Mapping of human rights impacts in the oil & gas value chain
The parties and adhering banks to the Dutch Banking Sector Agreement (banks, civil society organizations, government and trade unions) mapped the human rights impacts in the oil & gas value chain from their collective areas of expertise.
In line with the UNGPs, they subsequently determined which human rights impacts were most severe and should therefore be addressed with priority. Parties and banks agreed to jointly carry out value chain mapping exercises in high risk sectors. Earlier analyses on the cocoa, palm oil and gold value chains where published.
Dutch banks are financing the oil & gas sector and it is expected that oil & gas will continue to have a prominent role in the global energy mix in the coming decades. The working group based its analysis on the expertise of parties and their networks, expertise of local stakeholders andoutput of expert meetings.
The oil & gas working group identified and prioritised human rights issues associated with the oil & gas value chain according to the severity and leverage framework derived from the UNGPs. These contain the scale (gravity of the impact), scope (number of individuals affected) and remediability (the ease with which those impacted can be restored to their prior enjoyment of their rights). To determine leverage, parties considered which actors in or around the chain need to behave differently, which party or adhering is best positioned to influence this actor and how the party or adhering bank is going to exercise leverage.

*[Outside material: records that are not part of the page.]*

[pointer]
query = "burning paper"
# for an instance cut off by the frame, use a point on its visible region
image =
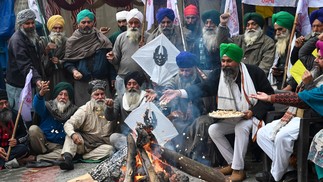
(149, 114)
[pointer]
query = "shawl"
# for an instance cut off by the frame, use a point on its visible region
(80, 46)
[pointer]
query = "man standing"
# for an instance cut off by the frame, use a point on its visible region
(232, 84)
(55, 50)
(165, 18)
(24, 54)
(123, 105)
(19, 145)
(126, 45)
(208, 49)
(258, 48)
(88, 132)
(121, 18)
(47, 139)
(283, 24)
(85, 56)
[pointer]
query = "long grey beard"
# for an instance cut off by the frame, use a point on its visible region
(5, 116)
(133, 34)
(61, 106)
(209, 39)
(132, 97)
(57, 38)
(251, 36)
(282, 42)
(32, 35)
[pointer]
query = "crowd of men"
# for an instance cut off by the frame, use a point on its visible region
(86, 85)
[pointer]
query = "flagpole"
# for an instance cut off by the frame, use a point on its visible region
(142, 40)
(15, 128)
(289, 50)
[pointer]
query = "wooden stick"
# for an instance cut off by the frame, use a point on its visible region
(131, 158)
(15, 128)
(289, 50)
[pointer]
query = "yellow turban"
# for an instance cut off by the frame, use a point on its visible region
(54, 20)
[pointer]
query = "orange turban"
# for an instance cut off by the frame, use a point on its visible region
(191, 10)
(54, 20)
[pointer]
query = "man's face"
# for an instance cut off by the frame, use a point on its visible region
(29, 26)
(122, 24)
(98, 95)
(63, 97)
(251, 25)
(209, 25)
(86, 25)
(317, 26)
(132, 85)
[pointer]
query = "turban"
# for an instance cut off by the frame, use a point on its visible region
(233, 51)
(258, 18)
(165, 12)
(96, 84)
(84, 13)
(140, 78)
(191, 10)
(135, 13)
(186, 60)
(63, 86)
(54, 20)
(317, 14)
(283, 19)
(25, 15)
(3, 95)
(319, 46)
(121, 15)
(213, 15)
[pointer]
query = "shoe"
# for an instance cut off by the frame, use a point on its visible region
(290, 176)
(238, 175)
(227, 170)
(67, 164)
(264, 177)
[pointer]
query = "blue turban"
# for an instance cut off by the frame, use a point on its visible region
(317, 14)
(165, 12)
(186, 60)
(84, 13)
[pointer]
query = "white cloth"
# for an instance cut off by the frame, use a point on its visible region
(281, 148)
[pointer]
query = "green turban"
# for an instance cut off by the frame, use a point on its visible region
(233, 51)
(213, 15)
(64, 86)
(84, 13)
(283, 19)
(258, 18)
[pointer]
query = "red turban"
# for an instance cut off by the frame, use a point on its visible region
(191, 10)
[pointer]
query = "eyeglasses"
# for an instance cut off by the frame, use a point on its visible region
(60, 28)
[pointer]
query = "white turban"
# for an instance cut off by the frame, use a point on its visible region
(135, 13)
(122, 15)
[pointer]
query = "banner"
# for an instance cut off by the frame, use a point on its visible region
(26, 98)
(282, 3)
(149, 13)
(233, 24)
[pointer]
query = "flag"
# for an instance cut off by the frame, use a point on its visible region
(172, 4)
(303, 21)
(149, 13)
(233, 24)
(148, 113)
(158, 59)
(26, 98)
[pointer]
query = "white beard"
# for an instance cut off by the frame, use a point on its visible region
(133, 35)
(209, 39)
(282, 42)
(57, 37)
(251, 36)
(61, 106)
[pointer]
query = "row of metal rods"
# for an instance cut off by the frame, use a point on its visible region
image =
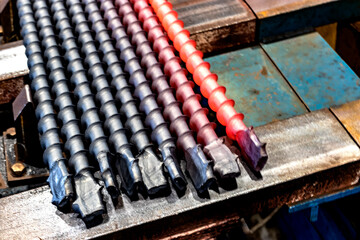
(99, 88)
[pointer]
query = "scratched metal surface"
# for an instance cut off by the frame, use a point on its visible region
(13, 61)
(297, 147)
(217, 24)
(278, 17)
(320, 77)
(261, 93)
(349, 115)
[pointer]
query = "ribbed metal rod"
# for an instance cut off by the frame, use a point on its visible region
(129, 170)
(225, 162)
(252, 149)
(198, 167)
(154, 119)
(86, 106)
(59, 178)
(150, 165)
(85, 184)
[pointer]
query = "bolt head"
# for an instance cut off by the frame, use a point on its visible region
(18, 168)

Identified human rights issues
This led to a longlist of 12 human rights issues. A risk mapping showed that in any human rights risk assessment for oil and gas activities, certain human rights risks and (potential) impacts are likely to come up. This eventually led to a shortlist of 4 human rights issues:
- Environmental impacts
- Indigenous peoples’ rights
- Labour rights
- Government corruption, transparency & taxes
Eventually two separate sets of recommendations were identified. The first is a set of general recommendations for identifying relevant human rights issues and the second is a set of specific recommendations based on the four identified high priority human rights issues.
By publishing this analysis with recommendations parties and banks hope to inspire each other as well as other (international) financial institutions active in the global oil and gas sector.